As soon as the polls closed in June last year, speculation began that young people had turned out to vote in high numbers. This surge, driven (depending on who you asked) by Brexit, frustration at austerity or Jeremy Corbyn’s policies, was said to have been pivotal to Labour’s performance in key constituencies and the eventual loss of Theresa May’s majority in the House of Commons. The evidence underpinning this claim (notwithstanding references to photographs of polling stations and surveys that turned out not to exist) came largely from opinion polls and online surveys, and led numerous academics (including me) to conclude that youth turnout had most likely increased markedly since the 2015 general election and was pivotal to Labour’s strong performance.

In January, however, the British Election Study (BES) challenged this, suggesting that there had been no (or only a very small) increase in the turnout of younger voters between 2015 and 2017. The BES is the ‘gold standard’ survey of electoral behavior in the UK. Not only does it have more a representative sample than online surveys (and spends considerable resources recruiting those who often refuse to respond to surveys, such as those who aren’t interested in politics), but it also provides ‘validated’ vote data in which the turnout of respondents is checked against the electoral register. This means that the BES can mitigate against two of the major sources of error when measuring turnout in surveys: samples that are biased in favour of those who are more interested in politics (which was a major factor behind many polls’ failure to accurately predict the result of the 2015 general election and the EU Referendum), and the tendency of people to over-report their political activity.

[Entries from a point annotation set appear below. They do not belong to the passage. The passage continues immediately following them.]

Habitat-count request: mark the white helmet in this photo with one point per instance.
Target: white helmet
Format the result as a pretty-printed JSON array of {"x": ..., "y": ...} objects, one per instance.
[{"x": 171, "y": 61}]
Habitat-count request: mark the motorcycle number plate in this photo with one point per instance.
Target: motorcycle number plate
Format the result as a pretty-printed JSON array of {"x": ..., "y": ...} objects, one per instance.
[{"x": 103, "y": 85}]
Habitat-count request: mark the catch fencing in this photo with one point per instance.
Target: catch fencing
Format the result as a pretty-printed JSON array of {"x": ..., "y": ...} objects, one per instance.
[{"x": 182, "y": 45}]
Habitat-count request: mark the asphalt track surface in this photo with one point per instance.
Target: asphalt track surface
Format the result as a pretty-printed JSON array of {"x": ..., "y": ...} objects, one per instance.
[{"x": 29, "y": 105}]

Professors Jennings and Sturgis’ analysis, however, suggests that turnout did increase amongst the under-30s (by roughly 10%) between 2015 and 2017. Understanding Society also uses superior sampling procedures to online surveys, and (like the BES) collects data through face to face interviews. The key distinction between the two is the sample size: while the BES analysis of turnout was based on data from several hundred respondents, the Understanding Society analysis was based on data from several thousand. This not only makes the Understanding Society analysis more likely to be representative, but (as Jennings and Sturgis point out) also more capable of statistically detecting significant changes in turnout from one election to another.

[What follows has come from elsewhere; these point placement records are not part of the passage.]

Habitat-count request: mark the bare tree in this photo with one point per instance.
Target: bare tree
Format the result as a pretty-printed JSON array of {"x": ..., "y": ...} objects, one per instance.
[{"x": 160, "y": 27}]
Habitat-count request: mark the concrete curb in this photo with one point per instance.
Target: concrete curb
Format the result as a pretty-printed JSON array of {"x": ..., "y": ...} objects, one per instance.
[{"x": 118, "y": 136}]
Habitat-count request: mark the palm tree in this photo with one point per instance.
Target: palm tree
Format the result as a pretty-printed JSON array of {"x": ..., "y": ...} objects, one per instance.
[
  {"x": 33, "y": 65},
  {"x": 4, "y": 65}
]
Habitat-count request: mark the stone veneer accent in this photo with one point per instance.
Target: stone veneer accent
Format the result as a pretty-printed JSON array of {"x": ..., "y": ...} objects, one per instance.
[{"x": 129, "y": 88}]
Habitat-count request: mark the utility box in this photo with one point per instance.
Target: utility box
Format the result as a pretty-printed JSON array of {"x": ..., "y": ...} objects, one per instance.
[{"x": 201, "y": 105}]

So is the issue settled? Sadly, no. While Understanding Society’s larger sample makes it better suited to identifying a significant shift in turnout, it is still dependent on respondents’ own reports as to whether or not they voted (although it is highly unlikely that the tendency to exaggerate political activity would have changed substantially for the respondents in just a few years). Nonetheless, the BES measure of turnout is vastly superior, and cannot be easily dismissed. Moreover, if the Understanding Society analysis is taken as the more accurate of the two, this can only be because of its larger sample size. This implies either that the BES data lacks the statistical power to detect a substantial change in turnout (which is certainly a possibility, but as the BES team point out, even if true it does not suggest that there was a surge in turnout indicative of a ‘youthquake’) or that the BES sample is biased towards less politically active young people who were less likely than those surveyed in online polls to vote (which would make it the first survey of electoral behavior in history to suffer such a problem).

There is no easy way of adjudicating between the two, and determining which is ‘right’ is impossible. The dispute reflects inherent methodological challenges that surround every estimate of turnout, party preference or support for Brexit in surveys. What can be said, is that thanks to Understanding Society and Professors Jennings and Sturgis, we finally have some reliable evidence (possibly the only reliable evidence) suggesting that there may have been a ‘youthquake’ in 2017 after all.